Huang Yong Ping baut einen Schlangenkäfig für Tatort Paderborn
Gefangen im oder vom eigenen Körper? Verwirrend in der formalen Reduzierung, gleichzeitig eindrucksvoll und ein wenig bedrohlich, so wirkt schon das Modell für den Schlangenkäfig des Künstlers Huang Yong Ping. Und das Original? Auf einer Grundfläche von 11 mal 11 Metern wird die sechs Meter hohe Skulptur – mit dem Titel „Cage“ – unübersehbar die Wiesenlandschaft des Paderquellgebiets dominieren, das an die Paderborner Fußgängerzone angrenzt.
Eine seltsame Szenerie. Dort in der Natur, am Wasser wird die Schlange – die in ihrer Größe und Form an einen Dinosaurier erinnert – zur rätselhaften Figur, wie aus einem geheimnisvollen Mythos.
Es war die 1861 errichtete Mariensäule auf dem Marienplatz – heute mitten in der Fußgängerzone gelegen – die Huang Yong Ping zu dieser Arbeit inspiriert hat. Die etwa 12 Meter hohe Säule trägt eine betende Marienfigur. Ihr Fuß steht auf einem schlangenähnlichen Tier, so als wolle sie es bezwingen.
In der christlichen Religion ist die Schlange eine Metapher für die Verführung Evas und den Sündenfall im Paradies. Sie ist ein Sinnbild für die moralische Schwäche des Menschen und seine Verführbarkeit. Und auch in der asiatischen Mythologie steht die Schlange für Verführung, Sünde und vor allem für Verschwendung. Huang Yong Ping verknüpft die symbolische und historische Bedeutung der Mariensäule mit sinnfälligen Assoziationen zur Shopping-Meile, als Ort des Konsums und der Verschwendung.
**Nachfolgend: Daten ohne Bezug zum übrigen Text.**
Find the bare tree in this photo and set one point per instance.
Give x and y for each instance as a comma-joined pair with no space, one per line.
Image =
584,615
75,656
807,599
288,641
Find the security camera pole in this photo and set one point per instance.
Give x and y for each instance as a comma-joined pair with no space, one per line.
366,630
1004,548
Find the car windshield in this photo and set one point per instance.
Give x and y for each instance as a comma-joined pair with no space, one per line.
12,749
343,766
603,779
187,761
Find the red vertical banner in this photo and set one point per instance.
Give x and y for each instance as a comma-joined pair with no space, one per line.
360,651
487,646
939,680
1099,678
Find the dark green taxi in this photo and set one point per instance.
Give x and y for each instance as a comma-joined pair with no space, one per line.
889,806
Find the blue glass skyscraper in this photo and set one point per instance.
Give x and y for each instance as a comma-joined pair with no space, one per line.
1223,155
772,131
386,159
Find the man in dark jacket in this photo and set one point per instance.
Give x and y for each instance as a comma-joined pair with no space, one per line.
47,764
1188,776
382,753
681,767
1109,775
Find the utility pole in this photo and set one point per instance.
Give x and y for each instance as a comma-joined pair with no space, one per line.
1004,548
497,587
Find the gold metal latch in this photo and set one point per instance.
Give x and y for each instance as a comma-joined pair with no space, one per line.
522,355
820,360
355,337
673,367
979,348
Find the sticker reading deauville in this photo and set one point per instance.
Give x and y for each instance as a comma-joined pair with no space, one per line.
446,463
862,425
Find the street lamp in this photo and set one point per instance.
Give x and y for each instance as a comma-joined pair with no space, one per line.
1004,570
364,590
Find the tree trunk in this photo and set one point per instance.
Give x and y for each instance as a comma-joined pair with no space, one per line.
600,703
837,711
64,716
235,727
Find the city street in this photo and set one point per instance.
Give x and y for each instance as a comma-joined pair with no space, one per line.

Eine direkte, räumliche „Gegenüberstellung“ kam allerdings nicht infrage, zu wenig Platz für ein so mächtiges Wesen …
Vom Land der Mitte in die Mitte von Paderborn: Die Schlange reist in Einzelteilen per Container. Zurzeit wird „Cage“ in Huang Yong Pings Heimatland China gebaut..
Huang Yong Ping stellt in seinem Werk oft Verbindungen und Dialoge zwischen westlichen und östlichen, europäischen und asiatischen Religionen, Kulturen und Philosophien her. In den 1980er Jahren spielte er eine wichtige Rolle in der chinesischen Oppositionsbewegung: Huangs intensive Beschäftigung mit Marcel Duchamp, Joseph Beuys und John Cage führt 1986 zur Gründung der Künstlergruppe Xiamen Dada mit einer radialen, avantgardistisch-dadaistischen Zielsetzung. Die Künstler verbrannten unter anderem in öffentlichen Demonstrationen ihre eigenen Kunstwerke. Eine Ausstellungsbeteiligung 1989 in Paris und die Ereignisse auf Pekings Platz des Himmlischen Friedens im Juni des Jahres nahm Huang Yong Ping zum Anlass, nach Frankreich zu emigrieren, wo er seitdem lebt und arbeitet.